Sublinhe-se que, no crescendo dos três primeiros títulos que assinou, Tanaka não pretendeu gerenciar a sua imagem como atriz (como, pelo contrário, fizeram Chaplin, Welles, Tati, Cassavetes ou João César Monteiro). Os seus cameos são, a respeito disso, eloquentes: em “Carta de amor”, ela interpreta uma mulher demasiado velha para, ao contrário da protagonista, poder mudar de vida; em “A lua ascendeu”, num golpe de inspiradíssima ironia, faz de criada que assume, por instantes, o papel de uma das personagens principais, sem que esse gesto de performance lhe diga o menor respeito; e todo este distanciamento é sintetizado quando a estrela surge no secundaríssimo papel de vizinha em “Para sempre mulher”. O êxodo feminista de Kinuyo Tanaka foi por si mesma entendido como uma clara separação de águas entre ser atriz e ser realizadora.

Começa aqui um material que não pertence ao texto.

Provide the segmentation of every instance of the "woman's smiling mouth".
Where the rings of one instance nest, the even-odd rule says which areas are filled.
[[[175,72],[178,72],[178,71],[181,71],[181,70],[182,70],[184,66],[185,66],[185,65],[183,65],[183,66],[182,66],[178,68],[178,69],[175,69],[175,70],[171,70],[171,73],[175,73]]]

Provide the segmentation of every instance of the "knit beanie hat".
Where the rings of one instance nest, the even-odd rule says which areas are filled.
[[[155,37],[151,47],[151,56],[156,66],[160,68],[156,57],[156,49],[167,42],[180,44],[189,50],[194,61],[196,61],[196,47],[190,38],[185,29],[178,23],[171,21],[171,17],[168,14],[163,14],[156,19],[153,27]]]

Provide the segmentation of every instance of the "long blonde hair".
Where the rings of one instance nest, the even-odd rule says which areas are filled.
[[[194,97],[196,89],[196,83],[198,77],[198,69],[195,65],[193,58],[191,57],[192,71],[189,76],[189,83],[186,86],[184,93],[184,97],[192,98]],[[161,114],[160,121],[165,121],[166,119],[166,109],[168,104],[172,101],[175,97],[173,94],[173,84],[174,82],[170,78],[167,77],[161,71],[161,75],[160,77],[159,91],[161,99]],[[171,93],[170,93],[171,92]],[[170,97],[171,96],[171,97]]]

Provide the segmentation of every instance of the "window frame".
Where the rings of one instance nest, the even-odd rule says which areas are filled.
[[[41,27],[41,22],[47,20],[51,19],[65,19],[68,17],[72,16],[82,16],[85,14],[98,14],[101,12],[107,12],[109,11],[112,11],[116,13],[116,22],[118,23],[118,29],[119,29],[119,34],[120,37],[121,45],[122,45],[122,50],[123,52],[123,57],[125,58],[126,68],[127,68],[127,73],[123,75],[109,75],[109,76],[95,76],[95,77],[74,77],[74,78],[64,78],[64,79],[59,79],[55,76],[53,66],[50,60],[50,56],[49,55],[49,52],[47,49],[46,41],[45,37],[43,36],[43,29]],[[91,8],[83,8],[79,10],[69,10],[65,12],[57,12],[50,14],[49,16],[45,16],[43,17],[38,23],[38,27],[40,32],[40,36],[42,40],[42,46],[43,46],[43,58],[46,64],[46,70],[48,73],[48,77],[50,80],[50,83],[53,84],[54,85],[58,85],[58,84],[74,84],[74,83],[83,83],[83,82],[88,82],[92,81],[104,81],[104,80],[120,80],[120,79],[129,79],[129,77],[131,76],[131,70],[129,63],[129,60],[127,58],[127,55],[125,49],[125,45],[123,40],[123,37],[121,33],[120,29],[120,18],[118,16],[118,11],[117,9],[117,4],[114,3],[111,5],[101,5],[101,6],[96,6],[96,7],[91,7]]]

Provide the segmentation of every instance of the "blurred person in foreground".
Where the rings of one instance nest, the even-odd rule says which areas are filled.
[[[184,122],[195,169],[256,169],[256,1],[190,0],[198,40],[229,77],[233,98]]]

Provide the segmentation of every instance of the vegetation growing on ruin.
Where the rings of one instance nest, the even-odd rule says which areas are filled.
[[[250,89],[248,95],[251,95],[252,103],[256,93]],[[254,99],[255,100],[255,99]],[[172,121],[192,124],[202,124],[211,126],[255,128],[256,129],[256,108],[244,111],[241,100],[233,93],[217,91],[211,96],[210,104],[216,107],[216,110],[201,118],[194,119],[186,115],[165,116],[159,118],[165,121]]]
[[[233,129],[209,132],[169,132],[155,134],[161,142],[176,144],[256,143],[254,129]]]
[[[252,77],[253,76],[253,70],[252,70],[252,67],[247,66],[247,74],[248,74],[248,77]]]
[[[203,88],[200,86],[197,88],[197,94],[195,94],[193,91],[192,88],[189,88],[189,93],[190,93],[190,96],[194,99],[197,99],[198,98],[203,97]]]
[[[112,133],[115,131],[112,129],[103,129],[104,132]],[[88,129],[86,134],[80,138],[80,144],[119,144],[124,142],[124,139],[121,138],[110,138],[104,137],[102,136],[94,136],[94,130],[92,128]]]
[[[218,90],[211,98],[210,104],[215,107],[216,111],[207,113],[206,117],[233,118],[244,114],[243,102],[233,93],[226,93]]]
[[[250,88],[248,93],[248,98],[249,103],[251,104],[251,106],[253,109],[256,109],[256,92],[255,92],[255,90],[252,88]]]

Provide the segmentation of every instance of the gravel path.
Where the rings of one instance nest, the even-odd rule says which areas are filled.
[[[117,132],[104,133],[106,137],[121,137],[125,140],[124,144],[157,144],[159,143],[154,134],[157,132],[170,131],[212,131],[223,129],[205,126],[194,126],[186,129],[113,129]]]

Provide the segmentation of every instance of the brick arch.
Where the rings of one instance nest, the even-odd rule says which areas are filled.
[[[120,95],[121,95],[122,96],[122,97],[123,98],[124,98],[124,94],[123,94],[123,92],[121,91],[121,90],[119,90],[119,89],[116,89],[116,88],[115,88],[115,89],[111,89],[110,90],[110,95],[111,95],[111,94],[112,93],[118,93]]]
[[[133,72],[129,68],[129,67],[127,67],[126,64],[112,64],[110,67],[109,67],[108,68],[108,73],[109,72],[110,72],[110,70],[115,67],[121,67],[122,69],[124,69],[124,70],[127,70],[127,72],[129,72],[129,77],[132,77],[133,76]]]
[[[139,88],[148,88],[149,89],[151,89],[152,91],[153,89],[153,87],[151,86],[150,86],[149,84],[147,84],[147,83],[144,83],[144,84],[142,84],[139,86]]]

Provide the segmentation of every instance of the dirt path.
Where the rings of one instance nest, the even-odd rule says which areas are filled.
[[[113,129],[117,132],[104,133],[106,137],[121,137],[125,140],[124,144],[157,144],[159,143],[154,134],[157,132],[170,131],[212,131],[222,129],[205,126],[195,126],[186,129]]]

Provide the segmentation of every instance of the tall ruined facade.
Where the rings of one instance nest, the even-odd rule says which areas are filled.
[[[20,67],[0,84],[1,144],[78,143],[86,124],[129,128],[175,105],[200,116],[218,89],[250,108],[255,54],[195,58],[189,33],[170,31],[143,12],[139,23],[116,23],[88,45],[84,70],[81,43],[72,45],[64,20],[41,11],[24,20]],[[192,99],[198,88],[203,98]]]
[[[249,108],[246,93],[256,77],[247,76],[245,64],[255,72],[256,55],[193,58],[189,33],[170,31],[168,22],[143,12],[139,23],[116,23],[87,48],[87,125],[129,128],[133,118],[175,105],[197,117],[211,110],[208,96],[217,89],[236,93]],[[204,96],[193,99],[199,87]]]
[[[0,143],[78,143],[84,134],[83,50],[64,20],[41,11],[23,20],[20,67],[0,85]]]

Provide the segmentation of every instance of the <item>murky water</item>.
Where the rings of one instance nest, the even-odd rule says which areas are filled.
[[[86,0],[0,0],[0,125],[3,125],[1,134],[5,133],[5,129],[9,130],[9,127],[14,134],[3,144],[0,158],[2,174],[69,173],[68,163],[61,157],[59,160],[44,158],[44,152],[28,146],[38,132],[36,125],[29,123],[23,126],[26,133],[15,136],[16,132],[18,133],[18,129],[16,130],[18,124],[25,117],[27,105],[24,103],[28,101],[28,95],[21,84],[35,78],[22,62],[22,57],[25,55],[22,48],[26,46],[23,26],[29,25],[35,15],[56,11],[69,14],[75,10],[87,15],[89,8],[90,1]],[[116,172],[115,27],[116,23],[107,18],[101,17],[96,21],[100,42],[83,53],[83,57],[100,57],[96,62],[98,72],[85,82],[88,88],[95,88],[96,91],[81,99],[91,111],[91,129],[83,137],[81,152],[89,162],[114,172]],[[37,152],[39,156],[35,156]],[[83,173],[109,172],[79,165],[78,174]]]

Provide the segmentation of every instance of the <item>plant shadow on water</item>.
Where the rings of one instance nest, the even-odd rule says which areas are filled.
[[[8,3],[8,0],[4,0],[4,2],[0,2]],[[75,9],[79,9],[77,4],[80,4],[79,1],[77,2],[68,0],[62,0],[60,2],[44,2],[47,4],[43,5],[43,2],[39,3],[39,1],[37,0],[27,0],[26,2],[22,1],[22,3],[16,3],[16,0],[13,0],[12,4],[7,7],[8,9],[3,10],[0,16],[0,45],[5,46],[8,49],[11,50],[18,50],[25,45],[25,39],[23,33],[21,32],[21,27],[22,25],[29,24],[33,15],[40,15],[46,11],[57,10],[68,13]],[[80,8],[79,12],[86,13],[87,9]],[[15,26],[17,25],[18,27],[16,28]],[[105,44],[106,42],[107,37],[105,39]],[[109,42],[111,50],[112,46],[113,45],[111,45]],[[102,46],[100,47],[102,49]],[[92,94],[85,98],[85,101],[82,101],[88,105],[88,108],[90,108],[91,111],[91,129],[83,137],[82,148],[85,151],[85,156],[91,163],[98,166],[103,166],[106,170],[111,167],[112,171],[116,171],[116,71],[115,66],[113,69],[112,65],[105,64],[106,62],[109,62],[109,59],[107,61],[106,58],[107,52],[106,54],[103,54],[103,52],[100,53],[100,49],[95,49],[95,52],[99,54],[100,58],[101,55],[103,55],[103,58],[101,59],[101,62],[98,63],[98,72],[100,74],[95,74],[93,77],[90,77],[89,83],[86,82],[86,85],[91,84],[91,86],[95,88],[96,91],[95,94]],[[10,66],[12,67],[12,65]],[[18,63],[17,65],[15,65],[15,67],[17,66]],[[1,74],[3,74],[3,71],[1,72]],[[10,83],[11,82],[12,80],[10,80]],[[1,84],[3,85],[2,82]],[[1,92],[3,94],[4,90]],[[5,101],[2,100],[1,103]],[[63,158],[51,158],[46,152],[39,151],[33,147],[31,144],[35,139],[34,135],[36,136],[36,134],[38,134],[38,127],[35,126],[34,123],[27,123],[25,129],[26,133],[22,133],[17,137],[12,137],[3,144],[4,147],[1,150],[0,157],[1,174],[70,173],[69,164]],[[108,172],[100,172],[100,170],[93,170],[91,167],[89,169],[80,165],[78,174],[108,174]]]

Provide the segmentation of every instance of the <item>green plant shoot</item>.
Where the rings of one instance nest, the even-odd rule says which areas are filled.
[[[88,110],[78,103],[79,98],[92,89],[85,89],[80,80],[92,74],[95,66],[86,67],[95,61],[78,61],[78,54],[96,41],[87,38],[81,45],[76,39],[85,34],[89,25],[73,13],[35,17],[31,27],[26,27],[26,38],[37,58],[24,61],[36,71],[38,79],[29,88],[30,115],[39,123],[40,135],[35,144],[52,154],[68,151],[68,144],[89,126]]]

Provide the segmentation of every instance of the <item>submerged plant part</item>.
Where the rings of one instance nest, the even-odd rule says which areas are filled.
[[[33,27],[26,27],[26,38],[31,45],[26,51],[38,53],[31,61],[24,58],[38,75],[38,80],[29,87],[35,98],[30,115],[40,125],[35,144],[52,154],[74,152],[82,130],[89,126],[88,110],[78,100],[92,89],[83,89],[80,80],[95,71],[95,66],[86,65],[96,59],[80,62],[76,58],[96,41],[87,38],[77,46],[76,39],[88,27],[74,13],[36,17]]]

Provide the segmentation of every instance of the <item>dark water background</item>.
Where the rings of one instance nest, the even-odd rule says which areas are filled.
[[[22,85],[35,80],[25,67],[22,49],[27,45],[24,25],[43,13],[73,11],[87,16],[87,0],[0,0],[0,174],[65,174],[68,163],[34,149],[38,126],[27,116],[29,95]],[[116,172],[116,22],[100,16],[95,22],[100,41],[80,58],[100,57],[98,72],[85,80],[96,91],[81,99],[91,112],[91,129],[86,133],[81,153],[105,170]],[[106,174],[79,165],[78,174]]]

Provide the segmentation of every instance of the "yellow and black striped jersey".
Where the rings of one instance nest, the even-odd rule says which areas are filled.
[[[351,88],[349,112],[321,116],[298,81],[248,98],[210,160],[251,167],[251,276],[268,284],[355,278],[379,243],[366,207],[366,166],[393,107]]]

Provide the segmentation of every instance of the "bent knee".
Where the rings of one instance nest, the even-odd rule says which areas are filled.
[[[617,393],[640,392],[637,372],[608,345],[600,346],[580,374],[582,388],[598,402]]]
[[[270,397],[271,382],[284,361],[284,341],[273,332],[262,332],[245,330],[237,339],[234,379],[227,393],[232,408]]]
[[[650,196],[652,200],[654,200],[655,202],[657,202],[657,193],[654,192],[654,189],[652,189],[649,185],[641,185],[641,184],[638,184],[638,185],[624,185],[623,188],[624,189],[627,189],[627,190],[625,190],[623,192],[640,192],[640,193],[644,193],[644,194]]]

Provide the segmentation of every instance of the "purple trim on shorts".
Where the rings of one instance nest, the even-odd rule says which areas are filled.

Costuma-se elogiar a obra em análise pelo seu tratamento pioneiro de um tema tabu como o cancro da mama. Francamente, a sua importância vai muito, muito para além disso. A personagem Fumiko é no filme apresentada como sendo egoísta, casmurra e inconveniente. Na verdade, para um olhar ocidental contemporâneo, parece apenas uma pessoa normal. Mas se, como defende Hisayasu Nakagawa, no Japão vigorar de facto uma cultura onde aquilo a que chamamos hipocrisia não tem propriamente valor negativo (é apenas a maneira natural de se viver em sociedade), a irreverência da poetisa torna-se significativa.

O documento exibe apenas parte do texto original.